Мерилин Монро перешептывалась с соседом. Чуть игриво, кокетливо, но, когда
глазками стрельнула в сторону Бережняка, я врубился, что не кокетничает по
своей женской природе, а говорят о моих словах. И тоже явно вспомнили
глубокомысленные речи этого надутого дурака. Очень довольный, я закончил
почти отечески:
- А пока... Просто не ловитесь на эти трюки. Вы будете для них, Настоящих
Воров, всего лишь ширмой, прикрытием.
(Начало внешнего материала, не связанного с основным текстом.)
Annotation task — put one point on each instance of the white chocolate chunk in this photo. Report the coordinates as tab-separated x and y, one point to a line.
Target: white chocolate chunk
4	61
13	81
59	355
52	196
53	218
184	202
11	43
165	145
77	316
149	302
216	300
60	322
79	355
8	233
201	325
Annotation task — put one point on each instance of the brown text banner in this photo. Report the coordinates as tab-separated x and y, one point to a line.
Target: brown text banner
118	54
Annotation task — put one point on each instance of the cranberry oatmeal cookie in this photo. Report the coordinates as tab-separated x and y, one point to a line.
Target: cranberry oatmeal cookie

Бережняк морщился все больше и больше,
наконец его перекривило так, что я забеспокоился за его здоровье. Бархатный
наклонился к нему, Бережняк кивнул, бархатный поднял руку.
- Прошу, - пригласил я, ибо он никогда не начинал говорить без
приглашения.
- Господин преподаватель, - заговорил он с оскорбительной вежливостью, -
если я ошибаюсь, то пусть меня поправят... но мне почему-то кажется, что вы
в прошлый раз говорили... или этого не было?.. что эта лекция будет
посвящена языку.
Я порылся в памяти, переспросил:
- В самом деле?.. Хорошо, поговорим о языке. Но я предупреждал, что в
расположении читаемого материала не будет математической правильности. Итак,
о языке... Правда, боюсь, что услышите не совсем то, что ждете.